Config/testthat/edition:

NeedsCompilation:

Packaged:

2023-07-19 16:12:31 UTC; howardbaek

Author:

Howard Baek

[cre], John Muschelli

[aut, ctb]

Maintainer:

Howard Baek <howardbaek.fh@gmail.com>

Repository:

CRAN

Date/Publication:

2023-07-19 22:10:02 UTC

text2speech: Text to Speech Conversion

Description

Author(s)

Maintainer: Howard Baek howardbaek.fh@gmail.com (ORCID)

Authors:

John Muschelli muschellij2@gmail.com (ORCID) [contributor]

Pipe operator

Description

See ⁠magrittr::[\%>\%][magrittr::\%>\%]⁠ for details.

Usage

lhs %>% rhs

Convert PCM to WAV

Description

Accepts PCM audio data as input and generates a corresponding WAV file

Usage

pcm_to_wav(
  input,
  output = tempfile(fileext = ".wav"),
  sample_rate = 16000,
  extensible = FALSE
)

Arguments

input

output from 'get_synthesis“ from aws.polly or PCM filename

output

output file for Wav file

sample_rate

Sampling rate for tuneR::Wave

extensible

passed to tuneR::writeWave

Value

A filename of the output

Examples

## Not run: 
fname = system.file("extdata", "pcm_file.wav", package = "text2speech")
res = pcm_to_wav(fname)
testthat::expect_error(tuneR::readWave(fname))
testthat::expect_is(tuneR::readWave(res), "Wave")

## End(Not run)
## Not run: 
if (requireNamespace("aws.polly", quietly = TRUE)) {
text = "hey, ho, let's go!"
if (tts_amazon_auth()) {
   res = tts_amazon(text, output_format = "wav")
}
}

## End(Not run)

Play audio in a browser

Description

This uses HTML5 audio tags to play audio in your browser.

Usage

play_audio(audio = "output.wav", html = "player.html")

Arguments

audio

The file location of the audio file.
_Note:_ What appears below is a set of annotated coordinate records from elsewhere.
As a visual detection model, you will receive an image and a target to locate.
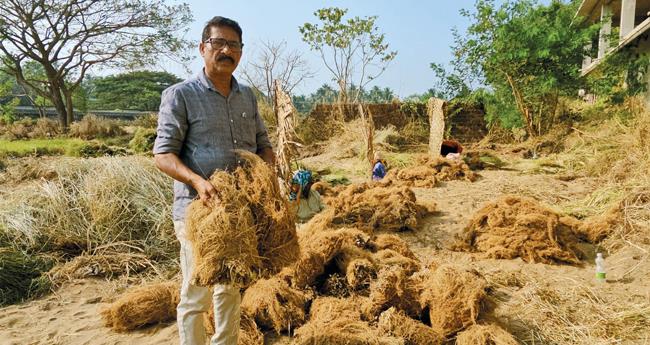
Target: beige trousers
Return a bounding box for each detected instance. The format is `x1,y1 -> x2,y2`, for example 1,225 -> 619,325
174,222 -> 241,345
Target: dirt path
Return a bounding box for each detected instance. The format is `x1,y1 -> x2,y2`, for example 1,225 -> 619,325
0,171 -> 650,345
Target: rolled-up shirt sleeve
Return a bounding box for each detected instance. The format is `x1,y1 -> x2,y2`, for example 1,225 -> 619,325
251,92 -> 273,152
153,87 -> 187,155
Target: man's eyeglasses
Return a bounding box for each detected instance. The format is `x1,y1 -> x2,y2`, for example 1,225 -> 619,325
205,38 -> 244,51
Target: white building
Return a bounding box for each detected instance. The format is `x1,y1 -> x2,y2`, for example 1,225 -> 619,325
576,0 -> 650,104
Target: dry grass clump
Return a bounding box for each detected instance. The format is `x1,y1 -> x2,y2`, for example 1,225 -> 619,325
378,308 -> 442,345
69,114 -> 125,140
372,249 -> 421,275
420,265 -> 487,337
185,171 -> 262,286
234,151 -> 300,273
48,252 -> 153,285
509,281 -> 650,345
292,297 -> 400,345
455,195 -> 582,264
101,282 -> 180,332
203,308 -> 264,345
241,277 -> 309,333
456,324 -> 519,345
336,245 -> 377,290
306,183 -> 435,232
386,156 -> 479,188
0,247 -> 52,306
362,268 -> 422,320
0,157 -> 177,261
186,151 -> 300,286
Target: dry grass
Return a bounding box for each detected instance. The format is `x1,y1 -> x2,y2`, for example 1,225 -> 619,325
306,182 -> 435,233
0,157 -> 177,261
101,282 -> 180,332
508,281 -> 650,345
378,308 -> 444,345
454,195 -> 582,264
241,278 -> 309,333
420,265 -> 487,337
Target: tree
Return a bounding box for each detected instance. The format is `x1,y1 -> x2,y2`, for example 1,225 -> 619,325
89,71 -> 181,111
299,7 -> 397,102
432,0 -> 597,136
0,73 -> 19,122
242,41 -> 314,108
0,0 -> 192,128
Must be supported by HTML5.

html

The html file location that will be created to host the audio file.

Details

Borrowed from googleLanguageR::gl_talk_player()

Examples

## Not run: 
  play_audio(audio = "audio.wav", html = "player.html")

## End(Not run)

Point to local coqui tts Executable File

Description

Function to set an option that points to the local coqui tts Executable File tts.

Usage

set_coqui_path(path)

Arguments

path

path to the local coqui tts Executable File

Details

List of possible file path locations for the local coqui tts Executable File

Linux: /usr/bin/tts, /usr/local/bin/tts
Mac: /opt/homebrew/Caskroom/miniforge/base/bin/tts
Windows: C:\Program Files\tts

Value

Returns nothing, function sets the option variable path_to_coqui.

Examples


set_coqui_path("~/path/to/tts")

Text-to-Speech (Speech Synthesis)

Description

Convert text-to-speech using various engines, including Amazon Polly, Coqui TTS, Google Cloud Text-to-Speech API, and Microsoft Cognitive Services Text to Speech REST API.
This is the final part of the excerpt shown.